DartMinHash: Fast Sketching for Weighted Sets
This work provides a faster algorithm for weighted minwise hashing, benefiting applications in similarity search and large-scale kernel machines, but it is incremental as it builds on existing techniques like BagMinHash.
The paper tackles the problem of fast weighted minwise hashing for similarity search and kernel machines, introducing DartMinHash which achieves expected time O(k log k + ||x||_0 log(||x||_1 + 1/||x||_1)) and shows 10x speedups in common use cases compared to prior methods.

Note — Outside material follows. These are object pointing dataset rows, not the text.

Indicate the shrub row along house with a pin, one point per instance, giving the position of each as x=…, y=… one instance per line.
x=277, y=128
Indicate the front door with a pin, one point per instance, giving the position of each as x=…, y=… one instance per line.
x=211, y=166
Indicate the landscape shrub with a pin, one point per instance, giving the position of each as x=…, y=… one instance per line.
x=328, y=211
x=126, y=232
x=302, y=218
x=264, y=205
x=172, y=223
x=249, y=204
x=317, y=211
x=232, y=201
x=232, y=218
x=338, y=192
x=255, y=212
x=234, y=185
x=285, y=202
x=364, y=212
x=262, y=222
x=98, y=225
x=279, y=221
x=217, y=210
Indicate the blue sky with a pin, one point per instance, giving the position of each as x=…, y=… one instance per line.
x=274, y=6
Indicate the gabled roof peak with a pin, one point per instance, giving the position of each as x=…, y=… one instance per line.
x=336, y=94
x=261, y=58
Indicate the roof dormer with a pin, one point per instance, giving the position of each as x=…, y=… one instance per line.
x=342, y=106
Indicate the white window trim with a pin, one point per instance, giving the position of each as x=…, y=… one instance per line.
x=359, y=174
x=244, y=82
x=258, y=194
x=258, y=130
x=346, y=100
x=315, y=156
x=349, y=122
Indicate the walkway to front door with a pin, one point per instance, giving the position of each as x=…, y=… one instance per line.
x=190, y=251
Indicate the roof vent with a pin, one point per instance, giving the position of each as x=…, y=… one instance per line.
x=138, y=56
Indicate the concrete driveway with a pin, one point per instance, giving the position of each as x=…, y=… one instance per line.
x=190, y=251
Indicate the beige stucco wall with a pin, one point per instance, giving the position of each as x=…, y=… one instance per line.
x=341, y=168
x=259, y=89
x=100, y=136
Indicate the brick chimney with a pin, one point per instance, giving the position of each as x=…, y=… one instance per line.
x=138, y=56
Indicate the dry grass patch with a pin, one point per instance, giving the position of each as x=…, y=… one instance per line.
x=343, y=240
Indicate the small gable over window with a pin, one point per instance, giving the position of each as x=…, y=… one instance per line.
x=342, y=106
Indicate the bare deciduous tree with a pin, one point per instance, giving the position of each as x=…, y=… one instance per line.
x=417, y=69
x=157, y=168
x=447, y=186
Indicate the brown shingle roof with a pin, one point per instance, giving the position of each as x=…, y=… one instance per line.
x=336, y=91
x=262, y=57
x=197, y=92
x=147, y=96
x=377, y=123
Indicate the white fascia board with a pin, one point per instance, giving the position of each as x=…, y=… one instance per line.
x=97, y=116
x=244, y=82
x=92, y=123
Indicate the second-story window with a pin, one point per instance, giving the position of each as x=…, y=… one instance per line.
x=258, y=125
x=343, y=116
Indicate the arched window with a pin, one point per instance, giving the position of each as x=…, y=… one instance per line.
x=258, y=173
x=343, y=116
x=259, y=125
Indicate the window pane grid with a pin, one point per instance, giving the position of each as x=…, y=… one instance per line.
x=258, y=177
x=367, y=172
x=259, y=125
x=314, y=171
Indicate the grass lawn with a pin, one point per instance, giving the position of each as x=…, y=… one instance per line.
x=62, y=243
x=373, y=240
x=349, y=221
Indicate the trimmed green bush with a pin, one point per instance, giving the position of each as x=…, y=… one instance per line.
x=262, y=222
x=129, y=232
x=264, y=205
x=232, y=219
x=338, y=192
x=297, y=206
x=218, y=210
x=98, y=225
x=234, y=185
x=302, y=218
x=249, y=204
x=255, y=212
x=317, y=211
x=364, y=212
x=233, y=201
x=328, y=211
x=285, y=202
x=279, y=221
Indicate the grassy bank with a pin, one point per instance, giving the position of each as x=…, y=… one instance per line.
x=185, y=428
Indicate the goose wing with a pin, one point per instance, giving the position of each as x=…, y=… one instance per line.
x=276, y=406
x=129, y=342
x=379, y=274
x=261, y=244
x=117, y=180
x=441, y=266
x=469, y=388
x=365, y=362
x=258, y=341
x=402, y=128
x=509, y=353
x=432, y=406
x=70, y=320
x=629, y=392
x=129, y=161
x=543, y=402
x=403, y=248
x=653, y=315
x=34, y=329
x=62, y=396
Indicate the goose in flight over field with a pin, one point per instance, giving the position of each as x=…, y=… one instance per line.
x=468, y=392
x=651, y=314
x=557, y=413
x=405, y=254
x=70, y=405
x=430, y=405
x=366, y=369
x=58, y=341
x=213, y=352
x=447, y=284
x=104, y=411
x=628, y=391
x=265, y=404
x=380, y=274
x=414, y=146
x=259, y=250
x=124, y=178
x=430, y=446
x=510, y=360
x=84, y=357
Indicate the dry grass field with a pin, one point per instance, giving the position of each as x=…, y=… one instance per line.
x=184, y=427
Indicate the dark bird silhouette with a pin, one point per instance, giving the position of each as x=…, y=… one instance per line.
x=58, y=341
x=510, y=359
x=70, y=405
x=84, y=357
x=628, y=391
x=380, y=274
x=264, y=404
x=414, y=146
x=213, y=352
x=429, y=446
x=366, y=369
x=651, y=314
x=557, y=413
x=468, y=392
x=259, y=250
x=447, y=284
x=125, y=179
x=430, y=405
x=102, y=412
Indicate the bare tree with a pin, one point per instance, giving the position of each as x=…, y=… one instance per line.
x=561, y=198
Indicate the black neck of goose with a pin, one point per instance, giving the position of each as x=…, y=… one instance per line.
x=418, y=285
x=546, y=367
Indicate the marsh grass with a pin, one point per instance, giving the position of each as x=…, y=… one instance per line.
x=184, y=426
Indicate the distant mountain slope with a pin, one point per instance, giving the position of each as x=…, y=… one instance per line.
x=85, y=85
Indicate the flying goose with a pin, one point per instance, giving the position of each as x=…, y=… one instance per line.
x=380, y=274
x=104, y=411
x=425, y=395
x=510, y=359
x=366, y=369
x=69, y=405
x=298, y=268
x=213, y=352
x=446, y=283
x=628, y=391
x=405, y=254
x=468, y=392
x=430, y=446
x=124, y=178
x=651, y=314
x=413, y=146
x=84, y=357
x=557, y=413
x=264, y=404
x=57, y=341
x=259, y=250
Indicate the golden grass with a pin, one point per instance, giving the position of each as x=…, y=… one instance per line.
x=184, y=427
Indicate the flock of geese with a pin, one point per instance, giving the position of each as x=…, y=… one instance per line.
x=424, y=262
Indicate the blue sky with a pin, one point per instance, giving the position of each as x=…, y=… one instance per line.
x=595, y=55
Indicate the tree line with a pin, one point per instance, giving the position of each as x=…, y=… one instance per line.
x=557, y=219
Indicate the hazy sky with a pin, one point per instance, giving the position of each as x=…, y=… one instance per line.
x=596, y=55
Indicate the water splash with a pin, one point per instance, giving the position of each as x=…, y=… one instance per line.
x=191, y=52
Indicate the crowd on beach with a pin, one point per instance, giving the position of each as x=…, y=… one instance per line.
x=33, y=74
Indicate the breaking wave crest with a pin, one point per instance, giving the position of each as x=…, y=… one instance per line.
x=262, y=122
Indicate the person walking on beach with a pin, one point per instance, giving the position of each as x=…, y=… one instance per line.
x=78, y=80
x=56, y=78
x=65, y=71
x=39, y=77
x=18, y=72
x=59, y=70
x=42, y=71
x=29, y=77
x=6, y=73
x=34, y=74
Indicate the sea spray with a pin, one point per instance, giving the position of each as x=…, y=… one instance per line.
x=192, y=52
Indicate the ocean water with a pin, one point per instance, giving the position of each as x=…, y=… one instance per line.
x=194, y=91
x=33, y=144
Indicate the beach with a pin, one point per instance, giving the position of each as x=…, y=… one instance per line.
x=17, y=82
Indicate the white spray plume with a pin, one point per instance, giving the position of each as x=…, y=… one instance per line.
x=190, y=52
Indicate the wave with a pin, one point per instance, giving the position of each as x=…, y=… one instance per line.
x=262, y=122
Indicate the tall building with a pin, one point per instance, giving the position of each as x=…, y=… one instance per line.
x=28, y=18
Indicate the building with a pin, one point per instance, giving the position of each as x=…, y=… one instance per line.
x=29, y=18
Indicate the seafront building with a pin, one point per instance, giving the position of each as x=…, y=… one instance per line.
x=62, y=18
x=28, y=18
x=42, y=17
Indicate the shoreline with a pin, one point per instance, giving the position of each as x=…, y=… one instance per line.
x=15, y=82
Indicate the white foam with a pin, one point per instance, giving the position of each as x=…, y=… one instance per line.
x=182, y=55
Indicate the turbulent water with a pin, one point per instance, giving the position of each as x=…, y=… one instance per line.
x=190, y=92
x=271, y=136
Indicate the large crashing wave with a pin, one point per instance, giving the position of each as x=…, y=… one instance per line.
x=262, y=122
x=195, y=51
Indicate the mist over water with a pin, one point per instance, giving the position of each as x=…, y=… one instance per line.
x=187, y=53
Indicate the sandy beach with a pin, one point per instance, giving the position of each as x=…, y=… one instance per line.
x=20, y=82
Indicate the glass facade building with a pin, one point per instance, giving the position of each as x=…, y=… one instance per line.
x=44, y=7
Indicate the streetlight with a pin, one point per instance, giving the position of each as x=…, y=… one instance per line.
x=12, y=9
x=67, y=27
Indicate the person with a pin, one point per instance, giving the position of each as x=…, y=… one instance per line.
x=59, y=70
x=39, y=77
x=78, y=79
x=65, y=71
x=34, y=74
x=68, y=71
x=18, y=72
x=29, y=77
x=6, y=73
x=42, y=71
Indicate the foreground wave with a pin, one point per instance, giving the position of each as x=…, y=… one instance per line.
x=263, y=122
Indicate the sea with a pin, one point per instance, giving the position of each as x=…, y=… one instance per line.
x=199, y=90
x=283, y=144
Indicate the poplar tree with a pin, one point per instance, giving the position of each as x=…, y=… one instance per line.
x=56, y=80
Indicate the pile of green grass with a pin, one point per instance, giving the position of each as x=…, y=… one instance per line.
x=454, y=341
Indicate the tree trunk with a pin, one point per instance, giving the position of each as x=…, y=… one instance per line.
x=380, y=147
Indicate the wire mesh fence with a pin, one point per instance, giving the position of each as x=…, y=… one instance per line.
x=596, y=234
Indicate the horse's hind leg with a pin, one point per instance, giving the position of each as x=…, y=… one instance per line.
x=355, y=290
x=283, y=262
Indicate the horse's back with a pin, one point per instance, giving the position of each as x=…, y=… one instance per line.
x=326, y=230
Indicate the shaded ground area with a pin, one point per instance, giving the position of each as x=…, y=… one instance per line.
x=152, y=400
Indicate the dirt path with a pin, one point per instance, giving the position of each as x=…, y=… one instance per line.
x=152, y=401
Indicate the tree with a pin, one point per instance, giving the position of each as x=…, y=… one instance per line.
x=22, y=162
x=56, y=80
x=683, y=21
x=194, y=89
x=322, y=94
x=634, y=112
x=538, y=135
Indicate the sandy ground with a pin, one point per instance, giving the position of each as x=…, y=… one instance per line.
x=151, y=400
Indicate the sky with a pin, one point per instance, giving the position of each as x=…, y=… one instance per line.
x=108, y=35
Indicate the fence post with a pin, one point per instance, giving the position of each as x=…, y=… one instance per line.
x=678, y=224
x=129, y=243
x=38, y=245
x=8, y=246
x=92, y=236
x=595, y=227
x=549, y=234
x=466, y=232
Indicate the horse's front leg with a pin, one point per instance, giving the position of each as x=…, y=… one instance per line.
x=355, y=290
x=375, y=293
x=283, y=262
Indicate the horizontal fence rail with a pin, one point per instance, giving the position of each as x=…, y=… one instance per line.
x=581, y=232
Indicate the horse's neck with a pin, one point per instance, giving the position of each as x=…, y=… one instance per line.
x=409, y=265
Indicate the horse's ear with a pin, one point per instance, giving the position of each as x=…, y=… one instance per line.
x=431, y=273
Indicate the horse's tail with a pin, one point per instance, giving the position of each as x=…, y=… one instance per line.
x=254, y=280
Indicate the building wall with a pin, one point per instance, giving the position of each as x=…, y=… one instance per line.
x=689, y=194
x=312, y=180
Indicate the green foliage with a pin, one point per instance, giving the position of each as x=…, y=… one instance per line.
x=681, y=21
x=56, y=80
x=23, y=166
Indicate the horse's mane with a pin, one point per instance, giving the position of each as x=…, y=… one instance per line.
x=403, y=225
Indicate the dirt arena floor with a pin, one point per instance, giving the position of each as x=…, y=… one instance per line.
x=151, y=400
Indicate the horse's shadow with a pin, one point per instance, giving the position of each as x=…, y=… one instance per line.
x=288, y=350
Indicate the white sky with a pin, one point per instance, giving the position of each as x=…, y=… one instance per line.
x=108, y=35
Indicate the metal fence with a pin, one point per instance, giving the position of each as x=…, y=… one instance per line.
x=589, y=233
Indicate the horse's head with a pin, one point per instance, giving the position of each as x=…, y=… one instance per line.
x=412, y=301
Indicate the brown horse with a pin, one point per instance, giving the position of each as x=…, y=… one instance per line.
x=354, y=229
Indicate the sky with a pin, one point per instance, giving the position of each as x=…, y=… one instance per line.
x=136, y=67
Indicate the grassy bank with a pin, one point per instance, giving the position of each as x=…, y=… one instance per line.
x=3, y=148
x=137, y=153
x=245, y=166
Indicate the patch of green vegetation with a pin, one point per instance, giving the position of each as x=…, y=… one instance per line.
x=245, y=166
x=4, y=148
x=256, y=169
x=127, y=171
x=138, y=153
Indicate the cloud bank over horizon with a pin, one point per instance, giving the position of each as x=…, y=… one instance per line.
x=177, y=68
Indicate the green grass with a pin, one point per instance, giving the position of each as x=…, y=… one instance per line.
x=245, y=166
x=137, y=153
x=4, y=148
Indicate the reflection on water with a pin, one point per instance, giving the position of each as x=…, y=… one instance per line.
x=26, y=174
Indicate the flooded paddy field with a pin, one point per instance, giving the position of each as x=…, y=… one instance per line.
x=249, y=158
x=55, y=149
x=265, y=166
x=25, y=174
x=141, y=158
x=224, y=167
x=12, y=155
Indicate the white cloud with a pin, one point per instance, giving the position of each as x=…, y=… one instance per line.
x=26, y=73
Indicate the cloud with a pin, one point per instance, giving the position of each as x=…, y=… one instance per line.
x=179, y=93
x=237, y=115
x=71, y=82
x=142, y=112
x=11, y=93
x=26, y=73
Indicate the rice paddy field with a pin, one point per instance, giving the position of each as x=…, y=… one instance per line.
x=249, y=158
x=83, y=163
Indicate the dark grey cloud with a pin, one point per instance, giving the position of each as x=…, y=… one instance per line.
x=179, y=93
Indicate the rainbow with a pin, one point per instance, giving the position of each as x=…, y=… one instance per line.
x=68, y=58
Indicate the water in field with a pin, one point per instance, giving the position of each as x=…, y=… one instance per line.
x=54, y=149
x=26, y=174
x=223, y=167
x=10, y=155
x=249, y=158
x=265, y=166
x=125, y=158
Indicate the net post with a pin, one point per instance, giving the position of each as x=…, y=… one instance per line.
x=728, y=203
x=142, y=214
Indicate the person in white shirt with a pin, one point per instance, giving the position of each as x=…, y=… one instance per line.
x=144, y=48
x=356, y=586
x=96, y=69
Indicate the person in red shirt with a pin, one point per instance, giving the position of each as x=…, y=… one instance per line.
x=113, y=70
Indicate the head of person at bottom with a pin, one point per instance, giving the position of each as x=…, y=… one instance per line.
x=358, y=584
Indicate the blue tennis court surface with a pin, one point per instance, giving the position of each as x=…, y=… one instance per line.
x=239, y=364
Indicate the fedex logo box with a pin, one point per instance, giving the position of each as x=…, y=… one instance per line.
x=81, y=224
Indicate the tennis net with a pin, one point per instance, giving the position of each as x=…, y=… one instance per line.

Weighted minwise hashing is a standard dimensionality reduction technique with applications to similarity search and large-scale kernel machines. We introduce a simple algorithm that takes a weighted set $x \in \mathbb{R}_{\geq 0}^{d}$ and computes $k$ independent minhashes in expected time $O(k \log k + \Vert x \Vert_{0}\log( \Vert x \Vert_1 + 1/\Vert x \Vert_1))$, improving upon the state-of-the-art BagMinHash algorithm (KDD '18) and representing the fastest weighted minhash algorithm for sparse data. Our experiments show running times that scale better with $k$ and $\Vert x \Vert_0$ compared to ICWS (ICDM '10) and BagMinhash, obtaining $10$x speedups in common use cases. Our approach also gives rise to a technique for computing fully independent locality-sensitive hash values for $(L, K)$-parameterized approximate near neighbor search under weighted Jaccard similarity in optimal expected time $O(LK + \Vert x \Vert_0)$, improving on prior work even in the case of unweighted sets.